Gold and silver began Wednesday down significantly on more liquidation following last week’s Federal Open Market Committee meeting. Stronger than expected economic data out of the United States gave investors and market watchers more belief that the US economy is recovering at rapid rates. As of now the monthly bond-buying currently employed by the US Federal Reserve is very much up in the air and with each better than expected bit of economic data out of the US the spot value of gold and silver falls. Weak physical demand despite low prices is yet another thing keeping gold subdued as well.
Asia In the News
More often than not, when the spot price of gold and silver falls, the physical demand for the metals grows because investors feel as though they are getting a better deal. There would be no time for these coined “bargain hunters” to be hitting the market than now, but such has not been the case. Even with gold and silver in the midst of what can be viewed as a free fall, the high demand for gold and silver out of Asia that we are used to at this time of year simply is not there.
A credit crunch in China, which monetary officials say is only temporary, is causing the average household to have less expendable income. So long as people aren’t able to spend as much, gold and silver will be put on the back-burner and will in no way be a purchasing priority.

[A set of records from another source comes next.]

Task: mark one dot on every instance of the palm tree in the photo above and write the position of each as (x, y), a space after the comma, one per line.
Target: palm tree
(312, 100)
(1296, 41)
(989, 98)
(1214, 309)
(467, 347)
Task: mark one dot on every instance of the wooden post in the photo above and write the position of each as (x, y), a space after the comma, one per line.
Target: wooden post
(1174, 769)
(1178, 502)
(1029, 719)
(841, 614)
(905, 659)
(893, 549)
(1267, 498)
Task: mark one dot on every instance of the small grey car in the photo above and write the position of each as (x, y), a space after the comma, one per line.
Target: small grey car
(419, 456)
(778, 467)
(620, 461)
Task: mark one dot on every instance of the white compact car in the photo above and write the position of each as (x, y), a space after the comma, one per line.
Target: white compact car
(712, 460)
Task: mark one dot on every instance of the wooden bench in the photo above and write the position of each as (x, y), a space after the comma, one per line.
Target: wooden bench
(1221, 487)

India, which is known for a large physical demand for metals, has seen their demand for precious metals drop due to taxes imposed, by the government, on gold imports. These taxes were instituted to help correct a worsening trade deficit and have worked to more or less completely turn Indians off on the idea of buying gold or silver.
Wednesday saw Asian stocks post mixed results in response to the credit crunch only being temporary. Keep in mind that monetary officials stated the cash crunch is only temporary, that does not necessarily mean that such is the case.
European Central Bank Announcement
President of the European Central Bank, Mario Draghi, announced that his bank and its officials will retain their current, accommodating monetary policy for the foreseeable future. This news lifted tiny amounts of pressure off of precious metals, but in the end did not move the market much.
Draghi’s statement more or less mirrored other world central bank presidents statements as it seems the United States is the only country thinking about employing tighter monetary policies in the future.
Rounding Out the Week
As we jump into the second half of the work week, investors and market watchers are going to be watching the spot price of gold and silver to see just how low it can/will go. Many feel as though both gold and silver have bottomed out at this point, though no one can say for certain.
With few major economic stories to latch onto this week, it is looking like the last few days will be considerably rough for precious metals.